Having spoken to them through parables, Jesus turns to address the Jewish leaders plainly: ‘Therefore, I tell you, the kingdom of God will be taken away from you and given to a people that produces the fruits of the kingdom.’ (Matthew 21.43) Or as Jesus put it even more bluntly earlier: ‘…tax collectors and prostitutes are going into the kingdom of God ahead of you.’ (Matthew 21.31) The Jewish leaders had proved time and time again to be poor tenants of God’s vineyard; of the kingdom of God. They did not read the scriptures, the history of their faith in such a way which might have enabled them to learn from the past. They constantly failed to be open to the spirit of God, to heed the voice of his messengers and ultimately to recognise God in their midst in Jesus. Forgiven sinners were more worthy of the kingdom than they were.

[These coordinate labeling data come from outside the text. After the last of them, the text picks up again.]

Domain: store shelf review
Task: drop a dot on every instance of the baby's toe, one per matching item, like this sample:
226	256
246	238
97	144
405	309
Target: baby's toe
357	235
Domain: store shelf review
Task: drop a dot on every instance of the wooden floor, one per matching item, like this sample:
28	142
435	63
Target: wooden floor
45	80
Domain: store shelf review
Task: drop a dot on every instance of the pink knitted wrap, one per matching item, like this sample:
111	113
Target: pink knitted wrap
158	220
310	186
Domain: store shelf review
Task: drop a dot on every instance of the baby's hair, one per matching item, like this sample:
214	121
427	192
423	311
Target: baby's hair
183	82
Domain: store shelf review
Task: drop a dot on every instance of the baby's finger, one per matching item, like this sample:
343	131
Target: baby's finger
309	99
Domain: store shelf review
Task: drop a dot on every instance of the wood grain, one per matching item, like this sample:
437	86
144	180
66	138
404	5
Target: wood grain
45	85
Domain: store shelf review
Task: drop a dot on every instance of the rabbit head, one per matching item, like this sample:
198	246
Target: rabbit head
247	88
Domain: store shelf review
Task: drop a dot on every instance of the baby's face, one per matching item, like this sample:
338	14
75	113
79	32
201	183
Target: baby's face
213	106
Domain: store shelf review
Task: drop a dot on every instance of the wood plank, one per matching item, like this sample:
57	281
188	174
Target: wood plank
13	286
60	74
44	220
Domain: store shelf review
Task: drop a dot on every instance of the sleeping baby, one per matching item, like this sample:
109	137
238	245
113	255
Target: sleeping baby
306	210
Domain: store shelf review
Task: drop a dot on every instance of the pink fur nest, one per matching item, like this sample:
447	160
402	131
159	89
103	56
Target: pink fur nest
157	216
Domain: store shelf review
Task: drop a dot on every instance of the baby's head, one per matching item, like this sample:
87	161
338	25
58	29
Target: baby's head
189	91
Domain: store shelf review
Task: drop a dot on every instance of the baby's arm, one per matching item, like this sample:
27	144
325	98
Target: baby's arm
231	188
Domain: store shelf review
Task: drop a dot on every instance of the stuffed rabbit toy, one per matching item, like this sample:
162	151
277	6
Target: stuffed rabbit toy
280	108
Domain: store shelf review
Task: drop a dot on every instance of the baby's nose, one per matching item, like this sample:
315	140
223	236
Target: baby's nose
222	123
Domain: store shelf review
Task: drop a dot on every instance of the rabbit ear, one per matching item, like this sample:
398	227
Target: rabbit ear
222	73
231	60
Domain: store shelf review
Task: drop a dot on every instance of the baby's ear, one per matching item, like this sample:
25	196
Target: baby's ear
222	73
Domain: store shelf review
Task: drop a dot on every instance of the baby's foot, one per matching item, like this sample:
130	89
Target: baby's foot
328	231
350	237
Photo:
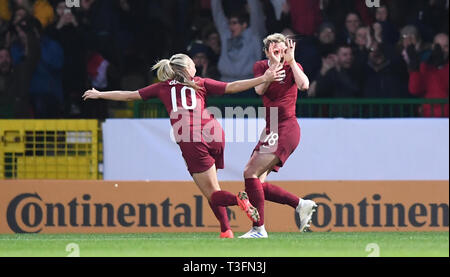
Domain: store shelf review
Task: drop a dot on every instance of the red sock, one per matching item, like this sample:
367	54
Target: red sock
279	195
255	193
221	215
223	198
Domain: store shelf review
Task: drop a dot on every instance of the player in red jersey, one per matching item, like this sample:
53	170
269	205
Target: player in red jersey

As we read these stories about the God’s vineyard today, we could just say rather smugly: ‘well that was Jesus’ message for those self-satisfied scribes and Pharisees back in his day. It does not apply to us. But before we brush it aside lightly, could we not reflect on what we began with: the inability of nations, leaders and individuals to learn meaningfully from the past.
The history of the church is littered with generations of leaders who have been prepared to marginalise, malign and even kill those who with a clear conscience spoke God’s word. In Oxford, protestant reformers, Latimer and Ridley were burned. In Wrexham, catholic bishop Richard Gwyn was hung drawn and quartered. How open are we to the voice of God’s Spirit today especially if it comes in ways we don’t expect?
It isn’t just about leaders. We can all usefully reflect on how we learn and grow as Christians. We are not meant to be bigoted or stubborn but open to all that God will teach us from the past through the scriptures and continue to reveal to us through his Spirit. It is in humility that we continue to walk with him to produce the fruit of eternal life, ready for when the owner of the vineyard calls.